Many cyclists cross train to increase performance. Running is a great cross training activity, but can come with potential injuries that need to be managed. triathletes need to also maintain a training balance across all three disciplines to ensure a good performance.
Scientific studies show that roughly 60-65% of all runners suffer from running injuries during an average year. Comparing this to other endurance sports the associated risks of running are higher but still running is far from being the most injury producing sport.
Runners could also significantly lower their injury rates if they knew more about the actual causes of injuries and made a few simple adjustments in their techniques and training loads. Research suggests that running injuries could be cut by around 25% if these were taken into consideration.
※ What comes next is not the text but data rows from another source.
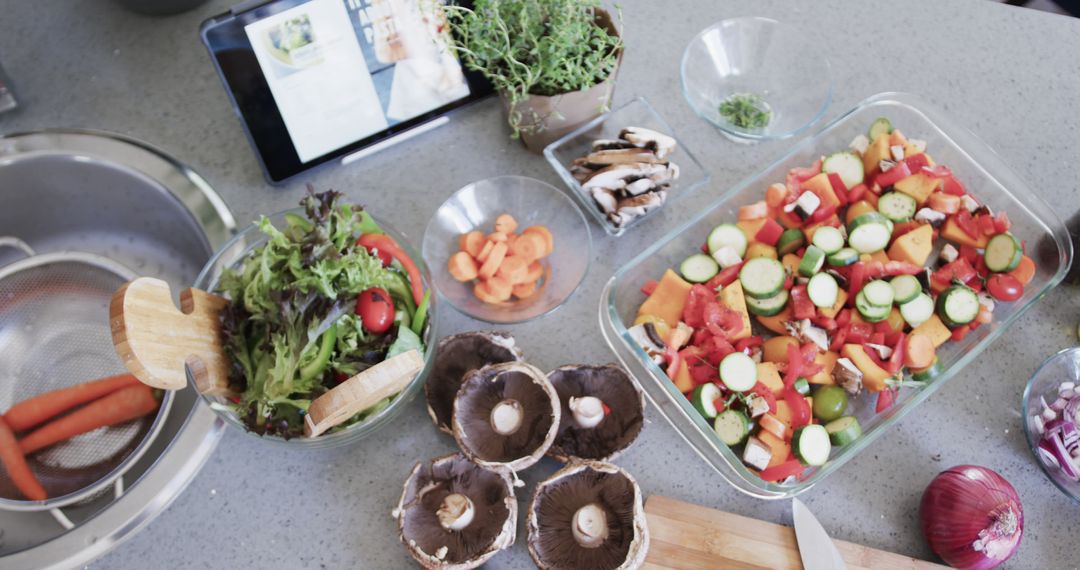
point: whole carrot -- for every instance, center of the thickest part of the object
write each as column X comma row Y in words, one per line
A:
column 118, row 407
column 44, row 407
column 14, row 463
There are 5 injury hotspots for runners.
Knee – 25-30% of all running injuries Calf/Shin – 20% of all running injuries ITB – The iliotibial band – 10% of all running injuries Achilles Tendon – 8-10% of all running injuries Foot – 10% of all running injuries
Roughly 25% of all running injuries require a medical consultation and 75% of runners who seek medical advice report either an excellent recovery. 65% of runners report that they are running pain free after 8 weeks of treatment with ITB problems requiring the longest recovery period.
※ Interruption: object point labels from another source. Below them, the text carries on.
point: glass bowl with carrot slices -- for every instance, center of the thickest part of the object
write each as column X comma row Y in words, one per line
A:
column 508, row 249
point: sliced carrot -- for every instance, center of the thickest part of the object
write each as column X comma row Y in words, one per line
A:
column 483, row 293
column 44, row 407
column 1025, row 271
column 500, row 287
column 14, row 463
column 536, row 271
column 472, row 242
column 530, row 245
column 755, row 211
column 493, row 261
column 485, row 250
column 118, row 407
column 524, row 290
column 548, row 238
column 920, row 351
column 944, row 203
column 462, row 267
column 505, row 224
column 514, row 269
The part of your body most at risk from injury seems to depend on the running distance being performed. Marathon runners most often suffer from foot problems, middle distance runners usually have back and hip related injuries, and sprinters most often tear their hamstrings. The best predictor or a running injury is a prior history of injury. 50% of running injuries are actually recurrence of previous problems. Injury prone body parts need to be strengthened considerably with running specific exercises to drop the risk of an injury recurring.
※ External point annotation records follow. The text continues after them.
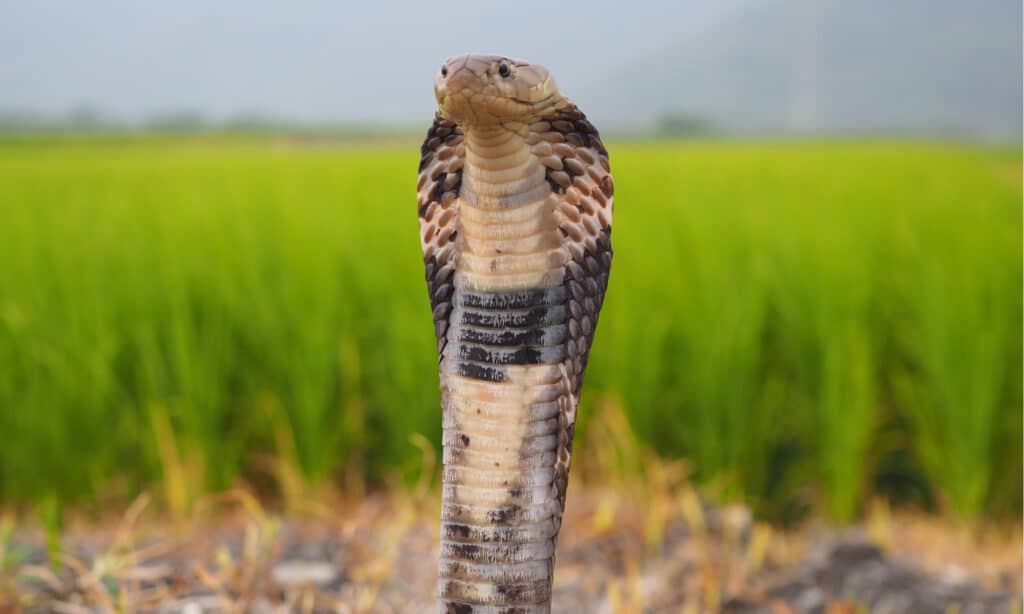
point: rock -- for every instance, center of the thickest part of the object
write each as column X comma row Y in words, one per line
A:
column 291, row 573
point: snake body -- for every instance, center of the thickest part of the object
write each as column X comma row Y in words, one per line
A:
column 515, row 201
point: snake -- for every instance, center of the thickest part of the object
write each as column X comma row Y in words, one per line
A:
column 514, row 201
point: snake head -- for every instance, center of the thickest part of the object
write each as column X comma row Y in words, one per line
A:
column 488, row 90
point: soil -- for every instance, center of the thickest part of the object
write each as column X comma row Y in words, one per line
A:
column 380, row 556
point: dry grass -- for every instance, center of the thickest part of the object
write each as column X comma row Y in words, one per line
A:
column 627, row 543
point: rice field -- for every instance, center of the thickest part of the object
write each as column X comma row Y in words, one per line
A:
column 809, row 325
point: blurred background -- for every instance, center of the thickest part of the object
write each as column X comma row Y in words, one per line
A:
column 210, row 274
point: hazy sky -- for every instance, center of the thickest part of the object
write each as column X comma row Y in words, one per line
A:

The key to reducing the risk of injury is to develop training strategies which promote healing or injury prone body parts. Training loads should be adjusted and reducing the consecutive days of training will lower the risk of injury. Catastrophic injuries are uncommon in runners but the repetitive motions of running does produce lots of little strains and inflammations. These small problems can develop into major difficulties if the right steps aren’t taken. If you want to toughen your training with raising the risk of injury too much, a good strategy is to slower raise your average training speed, instead of increasing additional kilometres.
Remember that the best predictor of injury is your past history, so if you hurt something previously so be careful of that body part as your injury risk is 50% greater than the lucky runners who have been injury free.